Recycles dryer sheets
Joined
Feb 26, 2010
Messages
124
In a recent thread a number of us stated the base assumtions we use for inlflation and nominal returns in our deterministic plan.

In the past, Ive played with my plans sensitivity to inflation while holding real returns constant ( at 2.5%). I found that any change from my base assumption of 3% inflation and 5.5% returns hurt my plan.
Lower inflation hit my returns more thatn it improved my future expenses.
More inflation hit my expenses more than it helped my $ returns.
The plan didnt fall off a cliff- but it did take a modest hit.
I thought it was strange that my base assumption happened to hit this "optimal inflation level".

Obviously many details are involved in the puts/takes and every plan could react differently.

Has anyone else looked at this? What have you found?
 
I used to do more projections with varying inflation rates to see the impact on my portfolio, but no longer do so because the CPI numbers do not relate at all to the inflation we feel. I'm not doubting the CPI, but our budget has such a different composition, with much heavier percentages of health care, food and personal expenses, that the CPI isn't useful.

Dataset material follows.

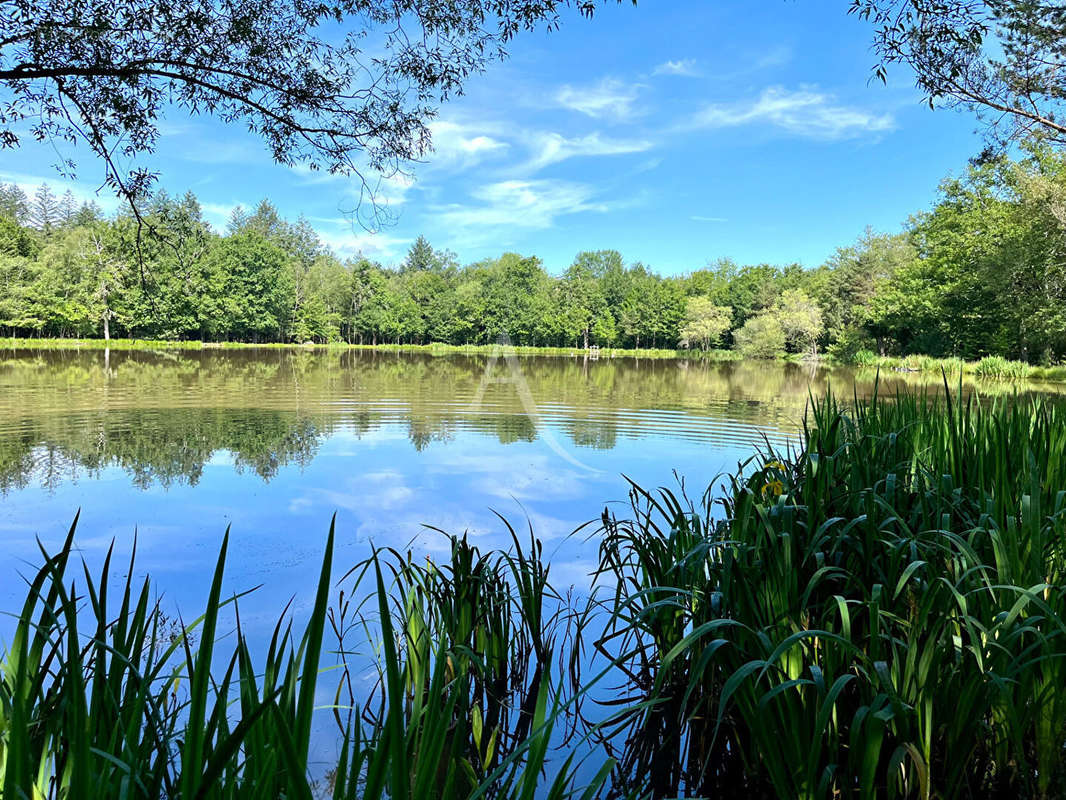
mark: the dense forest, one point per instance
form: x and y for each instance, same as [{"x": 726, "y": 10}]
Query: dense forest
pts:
[{"x": 981, "y": 273}]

It is clear to me however that even in an era of low inflation we need a substantial return in order to maintain our standard of living.
 
MichaelB said:
I used to do more projections with varying inflation rates to see the impact on my portfolio, but no longer do so because the CPI numbers do not relate at all to the inflation we feel. I'm not doubting the CPI, but our budget has such a different composition, with much heavier percentages of health care, food and personal expenses, that the CPI isn't useful.

It is clear to me however that even in an era of low inflation we need a substantial return in order to maintain our standard of living.

I agree the CPI may have little meaning on an individual basis. I received a $100 after tax increase COLA this year, and no way did my monthly expenses increase anywhere near that over the past year. But in a different year I imagine the complete opposite could occur depending on specifically where the inflation is at.
 
I, too, find it hard to relate the CPI to my personal inflation rate. I expect it may average out to be the same eventually, though. Also I don't expect my portfolio to completely compensate for inflation during highly inflationary periods. But in recent years when there has been little inflation, it surpasses that inflation so hopefully in the long run it will outdo inflation by a decent amount.

I expect that in the long term my equity investments will help in combatting inflation. I am confident that this is a better inflation-fighting strategy than stashing my money under the mattress.